That's pretty cool.... but how easy or difficult is it to put in a chest tube? how many times a year is it needed to be done on a live person to maintain competency? And assuming it's a low use / high risk skill, that can save someone's life, will it fall into the same group as intubation?
And to be honest, how often are you putting in a chest tube in an IFT, or a CCT, where one is indicated and hasn't already been placed by the sending facility?
I think just because something is high risk doesn't mean it shouldn't be done. How many chest tubes are going in at ERs? Physicians maintain competency... they're actually fairly simple to do, and there are only a few steps to remember and a few cautions. So long as folks are trained properly and kept proficient by demonstrating on cadavers it's fine.
Adding more skills to the hat serves to progress the profession forward. More importantly, as I said earlier, the knowledge of when to/not perform a skill and why you're doing such is more important than the skill itself.
Doing a physician and advanced practitioner skills in the field as a paramedic (properly) is a huge leap for EMS, a huge leap forwards.
In my opinion, fire based EMS is the problem with such advancements. While some may say that is not germane to this topic, I assure it all comes back to that. I'm in EMS... 95% of my training has been medical/EMS related for the past 9 years or so. A firefighter/paramedic who has the same time on the job would say that 95% of their training was fire/rescue related and 5% EMS.
There are other factors that EMS has which need attention, however that is numero uno.

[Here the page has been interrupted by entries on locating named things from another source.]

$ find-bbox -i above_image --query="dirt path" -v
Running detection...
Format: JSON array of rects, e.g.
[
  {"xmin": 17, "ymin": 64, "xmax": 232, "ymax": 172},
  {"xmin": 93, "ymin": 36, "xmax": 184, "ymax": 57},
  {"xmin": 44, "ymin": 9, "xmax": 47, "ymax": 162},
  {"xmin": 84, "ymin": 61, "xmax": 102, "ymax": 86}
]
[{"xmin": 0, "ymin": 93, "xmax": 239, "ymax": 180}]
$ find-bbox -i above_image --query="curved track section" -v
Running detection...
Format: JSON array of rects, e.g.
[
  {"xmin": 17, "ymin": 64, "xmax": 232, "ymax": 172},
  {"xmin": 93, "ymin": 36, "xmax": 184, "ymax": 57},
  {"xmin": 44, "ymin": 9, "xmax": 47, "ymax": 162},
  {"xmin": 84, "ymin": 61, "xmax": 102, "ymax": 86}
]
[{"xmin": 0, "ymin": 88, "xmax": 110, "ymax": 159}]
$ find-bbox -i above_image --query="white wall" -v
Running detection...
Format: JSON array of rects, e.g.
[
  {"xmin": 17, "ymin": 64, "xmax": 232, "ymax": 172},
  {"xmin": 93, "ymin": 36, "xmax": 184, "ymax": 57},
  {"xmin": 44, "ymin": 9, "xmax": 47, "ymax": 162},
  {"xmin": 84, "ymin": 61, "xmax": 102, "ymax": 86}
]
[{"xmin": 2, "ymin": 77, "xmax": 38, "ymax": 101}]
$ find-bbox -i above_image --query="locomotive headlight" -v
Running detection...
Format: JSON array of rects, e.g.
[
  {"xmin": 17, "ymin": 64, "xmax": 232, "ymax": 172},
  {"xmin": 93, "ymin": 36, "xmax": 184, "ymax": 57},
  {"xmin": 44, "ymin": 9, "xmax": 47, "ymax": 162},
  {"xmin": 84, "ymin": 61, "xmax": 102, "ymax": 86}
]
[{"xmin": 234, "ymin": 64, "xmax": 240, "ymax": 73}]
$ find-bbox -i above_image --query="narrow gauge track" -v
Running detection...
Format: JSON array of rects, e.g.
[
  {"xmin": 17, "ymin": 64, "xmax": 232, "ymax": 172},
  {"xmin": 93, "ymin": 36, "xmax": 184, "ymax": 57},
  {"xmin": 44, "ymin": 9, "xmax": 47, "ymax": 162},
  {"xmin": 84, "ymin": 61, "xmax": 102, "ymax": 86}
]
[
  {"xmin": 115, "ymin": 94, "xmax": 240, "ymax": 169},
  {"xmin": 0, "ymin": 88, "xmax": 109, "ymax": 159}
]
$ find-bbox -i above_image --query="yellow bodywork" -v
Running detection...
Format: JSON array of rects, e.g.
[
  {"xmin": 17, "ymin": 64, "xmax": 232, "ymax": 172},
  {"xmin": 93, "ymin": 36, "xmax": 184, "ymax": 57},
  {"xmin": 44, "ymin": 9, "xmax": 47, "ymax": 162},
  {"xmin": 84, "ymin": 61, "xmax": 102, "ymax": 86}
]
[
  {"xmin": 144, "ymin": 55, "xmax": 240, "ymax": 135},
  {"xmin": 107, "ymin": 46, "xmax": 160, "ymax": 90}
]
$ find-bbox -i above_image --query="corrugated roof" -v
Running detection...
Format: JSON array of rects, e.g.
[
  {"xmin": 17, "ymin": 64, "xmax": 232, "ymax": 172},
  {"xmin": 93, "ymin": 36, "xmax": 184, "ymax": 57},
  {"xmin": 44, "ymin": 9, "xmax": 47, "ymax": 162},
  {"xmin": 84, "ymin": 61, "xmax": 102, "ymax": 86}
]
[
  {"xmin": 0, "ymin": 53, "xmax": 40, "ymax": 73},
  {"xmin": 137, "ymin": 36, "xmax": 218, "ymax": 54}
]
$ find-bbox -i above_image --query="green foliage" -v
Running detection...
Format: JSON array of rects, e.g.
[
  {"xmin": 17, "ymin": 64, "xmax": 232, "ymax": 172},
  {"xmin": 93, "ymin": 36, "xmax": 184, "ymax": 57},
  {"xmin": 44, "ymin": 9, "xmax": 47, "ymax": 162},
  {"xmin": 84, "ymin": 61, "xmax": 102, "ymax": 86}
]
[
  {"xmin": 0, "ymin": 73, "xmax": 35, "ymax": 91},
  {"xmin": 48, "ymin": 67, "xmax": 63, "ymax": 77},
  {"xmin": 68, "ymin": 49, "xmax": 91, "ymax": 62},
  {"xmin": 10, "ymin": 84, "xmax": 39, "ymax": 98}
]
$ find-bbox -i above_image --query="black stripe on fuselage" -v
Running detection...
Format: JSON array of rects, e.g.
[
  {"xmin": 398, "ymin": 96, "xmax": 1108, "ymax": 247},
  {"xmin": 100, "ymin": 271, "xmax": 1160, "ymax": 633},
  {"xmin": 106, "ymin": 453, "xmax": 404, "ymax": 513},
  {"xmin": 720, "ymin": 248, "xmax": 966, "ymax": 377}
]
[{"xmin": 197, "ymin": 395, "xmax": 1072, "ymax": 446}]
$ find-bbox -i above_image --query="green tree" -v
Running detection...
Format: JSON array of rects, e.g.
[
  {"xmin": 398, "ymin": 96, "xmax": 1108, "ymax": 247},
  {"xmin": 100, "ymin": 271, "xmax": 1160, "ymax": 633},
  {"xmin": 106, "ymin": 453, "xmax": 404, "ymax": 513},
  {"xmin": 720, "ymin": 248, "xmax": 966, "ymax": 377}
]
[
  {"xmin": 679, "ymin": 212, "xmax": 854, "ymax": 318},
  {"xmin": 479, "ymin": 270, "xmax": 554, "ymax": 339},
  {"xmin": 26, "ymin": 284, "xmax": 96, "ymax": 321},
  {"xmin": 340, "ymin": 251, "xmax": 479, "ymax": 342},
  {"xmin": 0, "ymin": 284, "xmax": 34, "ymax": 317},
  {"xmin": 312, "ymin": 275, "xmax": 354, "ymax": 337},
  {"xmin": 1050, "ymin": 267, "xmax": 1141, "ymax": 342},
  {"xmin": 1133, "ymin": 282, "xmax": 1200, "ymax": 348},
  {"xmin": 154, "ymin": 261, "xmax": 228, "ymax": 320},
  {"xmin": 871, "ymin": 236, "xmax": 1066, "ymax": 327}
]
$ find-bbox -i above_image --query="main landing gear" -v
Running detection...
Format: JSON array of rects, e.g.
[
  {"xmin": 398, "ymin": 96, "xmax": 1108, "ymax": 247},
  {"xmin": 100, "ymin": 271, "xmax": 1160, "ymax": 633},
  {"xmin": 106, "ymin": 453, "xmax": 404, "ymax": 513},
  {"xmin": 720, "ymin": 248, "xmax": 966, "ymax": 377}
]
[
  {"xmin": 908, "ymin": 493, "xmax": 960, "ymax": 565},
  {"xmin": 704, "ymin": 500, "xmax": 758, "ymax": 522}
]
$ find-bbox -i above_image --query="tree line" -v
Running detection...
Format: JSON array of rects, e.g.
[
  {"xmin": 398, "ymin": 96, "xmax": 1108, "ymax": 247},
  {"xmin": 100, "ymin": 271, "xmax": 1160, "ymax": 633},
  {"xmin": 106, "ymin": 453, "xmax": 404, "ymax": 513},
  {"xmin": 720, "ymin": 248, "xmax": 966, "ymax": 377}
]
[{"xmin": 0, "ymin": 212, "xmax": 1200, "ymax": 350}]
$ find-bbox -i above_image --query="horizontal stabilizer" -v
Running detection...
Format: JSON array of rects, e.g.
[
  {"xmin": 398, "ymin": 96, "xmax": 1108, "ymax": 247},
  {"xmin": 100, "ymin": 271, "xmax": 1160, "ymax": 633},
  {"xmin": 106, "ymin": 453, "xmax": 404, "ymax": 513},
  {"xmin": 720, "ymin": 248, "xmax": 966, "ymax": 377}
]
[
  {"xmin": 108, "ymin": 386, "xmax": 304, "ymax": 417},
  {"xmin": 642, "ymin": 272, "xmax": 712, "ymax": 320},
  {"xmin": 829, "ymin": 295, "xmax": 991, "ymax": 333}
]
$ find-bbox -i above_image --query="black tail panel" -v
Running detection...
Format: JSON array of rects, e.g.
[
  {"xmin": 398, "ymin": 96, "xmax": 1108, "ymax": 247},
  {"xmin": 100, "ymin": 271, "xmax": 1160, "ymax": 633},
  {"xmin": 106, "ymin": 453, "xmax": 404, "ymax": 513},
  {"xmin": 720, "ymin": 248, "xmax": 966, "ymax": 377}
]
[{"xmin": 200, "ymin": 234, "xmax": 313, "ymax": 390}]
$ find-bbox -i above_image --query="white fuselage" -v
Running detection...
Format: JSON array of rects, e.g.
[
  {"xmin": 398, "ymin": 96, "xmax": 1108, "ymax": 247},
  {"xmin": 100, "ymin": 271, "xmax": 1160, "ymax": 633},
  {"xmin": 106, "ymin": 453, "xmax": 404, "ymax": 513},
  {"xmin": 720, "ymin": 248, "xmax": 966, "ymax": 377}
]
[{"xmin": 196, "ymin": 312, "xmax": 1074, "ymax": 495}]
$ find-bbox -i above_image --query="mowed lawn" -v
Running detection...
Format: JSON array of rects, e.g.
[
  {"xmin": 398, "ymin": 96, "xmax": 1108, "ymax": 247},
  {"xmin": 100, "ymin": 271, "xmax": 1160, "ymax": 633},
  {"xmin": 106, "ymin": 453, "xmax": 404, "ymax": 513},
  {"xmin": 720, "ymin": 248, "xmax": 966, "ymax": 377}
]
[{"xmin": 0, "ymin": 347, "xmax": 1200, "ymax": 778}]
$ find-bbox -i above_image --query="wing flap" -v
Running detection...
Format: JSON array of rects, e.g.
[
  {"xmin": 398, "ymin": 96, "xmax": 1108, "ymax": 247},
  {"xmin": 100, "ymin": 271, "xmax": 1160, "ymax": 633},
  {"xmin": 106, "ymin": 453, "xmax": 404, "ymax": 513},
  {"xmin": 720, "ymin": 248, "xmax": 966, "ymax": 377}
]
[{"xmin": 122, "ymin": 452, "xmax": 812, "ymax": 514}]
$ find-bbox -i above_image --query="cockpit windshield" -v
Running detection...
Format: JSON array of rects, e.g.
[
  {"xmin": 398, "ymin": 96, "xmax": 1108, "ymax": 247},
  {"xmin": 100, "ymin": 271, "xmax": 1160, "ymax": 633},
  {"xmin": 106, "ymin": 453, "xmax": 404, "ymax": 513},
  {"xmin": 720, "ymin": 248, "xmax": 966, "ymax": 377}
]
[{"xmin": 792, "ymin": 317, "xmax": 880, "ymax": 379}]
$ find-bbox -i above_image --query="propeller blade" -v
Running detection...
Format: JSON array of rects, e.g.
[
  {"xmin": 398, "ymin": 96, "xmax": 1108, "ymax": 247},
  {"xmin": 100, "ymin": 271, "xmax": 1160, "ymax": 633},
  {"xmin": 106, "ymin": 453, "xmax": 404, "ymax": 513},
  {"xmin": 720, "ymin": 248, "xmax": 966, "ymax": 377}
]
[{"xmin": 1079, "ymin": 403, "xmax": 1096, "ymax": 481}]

To the last part of your post, the places we pick up usually end up with us being the highest level of care- not always on paper if you catch my drift. I've seen folks with a lot of letters not know how to do/when to do a 12 lead, withhold epi on anaphylaxis because the patient was tachy, had no idea how to use an IO, insist no blood was needed for an open book pelvic fracture, etc etc.... If anyone is going to be doing a chest tube, it will most likely be me and my partner in my response area regardless of it's a scene or IFT.
Generally it happens once a year, however quarterly you are required to demonstrate the skill, as well as surgical and needle crics.
I'm a fan of advancing EMS. I am not making an attempt at hubris or trying to be tacticool, I simply think that we can be trained and we can be competent. We can begin the same treatments in the field that they will recieve at a difinitive care facility. It doesn't have to stop at the mega code, we could use the same strategy for septic patients, some traumas, breathers, etc.